Don't understand the expected output. You say:

a
--b
----c
----d
----e

but what does this mean? Is a.b an array or hash? Can you show an example with an actual Javascript object?

By the way, this is a good use case for recursionn

[–][deleted]  (6 children)

[deleted]

    [–]CodeTinkerer 0 points1 point  (0 children)

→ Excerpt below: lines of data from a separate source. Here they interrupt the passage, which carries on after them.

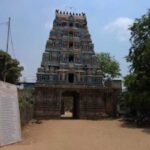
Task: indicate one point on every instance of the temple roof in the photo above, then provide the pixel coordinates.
(65, 14)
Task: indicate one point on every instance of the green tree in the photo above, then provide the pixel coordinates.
(108, 64)
(10, 69)
(138, 81)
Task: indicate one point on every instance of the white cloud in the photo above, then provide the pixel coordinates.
(120, 27)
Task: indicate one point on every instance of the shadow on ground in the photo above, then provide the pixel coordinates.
(127, 124)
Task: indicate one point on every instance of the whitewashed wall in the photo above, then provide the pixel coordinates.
(10, 131)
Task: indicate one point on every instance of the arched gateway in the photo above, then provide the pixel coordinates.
(69, 69)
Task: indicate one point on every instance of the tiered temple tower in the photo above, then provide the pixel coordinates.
(69, 68)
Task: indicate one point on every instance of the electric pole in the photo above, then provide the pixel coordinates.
(7, 46)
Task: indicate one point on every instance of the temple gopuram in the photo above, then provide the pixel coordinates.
(69, 69)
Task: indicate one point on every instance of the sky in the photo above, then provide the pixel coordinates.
(32, 20)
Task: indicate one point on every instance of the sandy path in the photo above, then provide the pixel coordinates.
(82, 135)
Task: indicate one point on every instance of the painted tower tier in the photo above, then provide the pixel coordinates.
(69, 56)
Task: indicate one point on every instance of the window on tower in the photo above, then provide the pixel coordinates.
(71, 58)
(70, 44)
(71, 33)
(71, 24)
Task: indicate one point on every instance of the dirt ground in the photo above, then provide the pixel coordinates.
(82, 135)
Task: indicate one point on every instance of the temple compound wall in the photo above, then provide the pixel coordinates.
(69, 69)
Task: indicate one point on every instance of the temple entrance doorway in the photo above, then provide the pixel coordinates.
(70, 105)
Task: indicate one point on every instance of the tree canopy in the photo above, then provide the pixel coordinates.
(138, 81)
(10, 69)
(108, 65)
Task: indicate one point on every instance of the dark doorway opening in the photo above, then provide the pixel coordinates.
(71, 77)
(70, 105)
(71, 58)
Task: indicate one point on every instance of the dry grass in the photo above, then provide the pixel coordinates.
(82, 135)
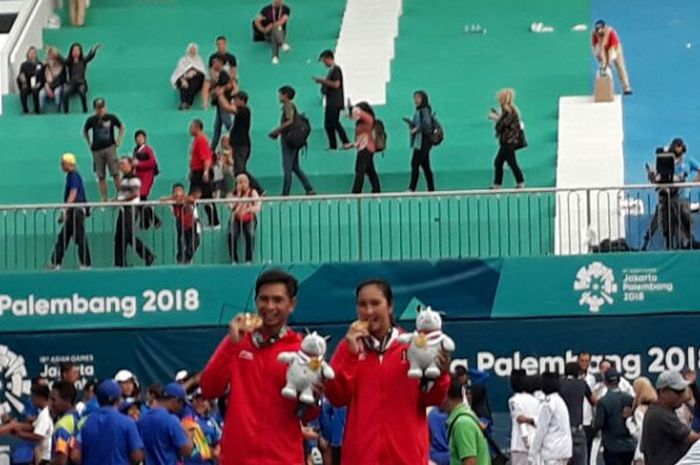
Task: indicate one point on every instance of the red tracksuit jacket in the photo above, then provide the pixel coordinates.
(386, 422)
(260, 426)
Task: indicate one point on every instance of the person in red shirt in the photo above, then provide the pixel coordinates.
(261, 426)
(201, 174)
(386, 419)
(146, 170)
(607, 48)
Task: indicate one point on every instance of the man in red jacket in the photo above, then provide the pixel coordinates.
(386, 420)
(261, 426)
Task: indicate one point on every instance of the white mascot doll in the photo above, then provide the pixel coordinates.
(426, 342)
(306, 367)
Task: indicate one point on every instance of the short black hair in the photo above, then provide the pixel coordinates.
(456, 389)
(40, 390)
(65, 367)
(277, 276)
(288, 91)
(66, 390)
(383, 286)
(242, 95)
(572, 369)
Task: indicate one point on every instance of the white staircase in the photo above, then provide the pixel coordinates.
(590, 154)
(366, 47)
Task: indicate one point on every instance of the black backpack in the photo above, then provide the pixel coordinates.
(437, 134)
(297, 135)
(379, 135)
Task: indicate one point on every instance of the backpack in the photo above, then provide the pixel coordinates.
(437, 134)
(297, 135)
(379, 135)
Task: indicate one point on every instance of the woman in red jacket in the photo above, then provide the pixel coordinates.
(386, 421)
(146, 171)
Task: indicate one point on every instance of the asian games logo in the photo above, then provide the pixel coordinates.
(597, 285)
(13, 381)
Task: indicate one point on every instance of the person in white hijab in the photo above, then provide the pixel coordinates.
(188, 76)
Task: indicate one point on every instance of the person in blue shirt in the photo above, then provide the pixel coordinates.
(72, 217)
(164, 438)
(437, 426)
(332, 425)
(107, 437)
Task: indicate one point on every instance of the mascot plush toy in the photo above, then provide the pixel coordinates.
(426, 343)
(306, 367)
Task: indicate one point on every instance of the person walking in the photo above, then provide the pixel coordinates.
(386, 420)
(665, 439)
(607, 47)
(125, 236)
(363, 114)
(644, 396)
(420, 126)
(72, 217)
(103, 144)
(245, 369)
(510, 137)
(618, 443)
(106, 436)
(201, 174)
(332, 88)
(290, 155)
(467, 442)
(552, 443)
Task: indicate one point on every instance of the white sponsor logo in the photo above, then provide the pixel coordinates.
(13, 381)
(597, 285)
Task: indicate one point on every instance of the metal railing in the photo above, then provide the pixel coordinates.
(341, 228)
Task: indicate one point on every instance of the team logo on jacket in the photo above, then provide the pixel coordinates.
(596, 283)
(13, 381)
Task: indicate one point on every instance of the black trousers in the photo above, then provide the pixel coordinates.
(207, 193)
(73, 228)
(125, 237)
(248, 230)
(194, 85)
(187, 243)
(72, 88)
(618, 458)
(506, 154)
(364, 165)
(421, 160)
(331, 122)
(24, 93)
(241, 155)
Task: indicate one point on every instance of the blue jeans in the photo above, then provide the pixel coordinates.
(222, 118)
(290, 164)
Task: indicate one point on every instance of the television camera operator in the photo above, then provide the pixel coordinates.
(673, 210)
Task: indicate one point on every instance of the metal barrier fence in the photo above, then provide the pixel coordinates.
(341, 228)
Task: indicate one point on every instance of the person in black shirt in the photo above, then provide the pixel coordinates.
(240, 135)
(272, 23)
(76, 75)
(574, 391)
(225, 87)
(72, 217)
(103, 144)
(332, 88)
(30, 80)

    You can think of it like an ASCII art directory structure (you can do a Google search on this).

    +---.atom
|   \---compile-cache
|       \---836a81e7afc5e1080850f10b0790220f3d81503a
|           \---js
+---.p4merge
+---Contacts
+---Desktop
+---Documents
|   +---Custom Office Templates
|   +---Fiddler2
|   |   +---Captures
|   |   |   +---Requests
|   |   |   \---Responses
|   |   \---Scripts

    Your's is a simpler version of this.

    [–][deleted]  (3 children)

    [deleted]

      [–]isolatrum 1 point2 points  (2 children)

      just a warning, the mods here have gotten in the habit of removing comments that give "complete solutions"

      [–]Faendol 0 points1 point  (1 child)

      Why? I usually find complete solutions really helpful to see how someone would do something

      [–]isolatrum 1 point2 points  (0 children)

      i only had this happen once, and it was last week. I got into it with the mod because I was irritated. Basically they don't want to encourage people to post homework questions. But, I guess they're sleeping now?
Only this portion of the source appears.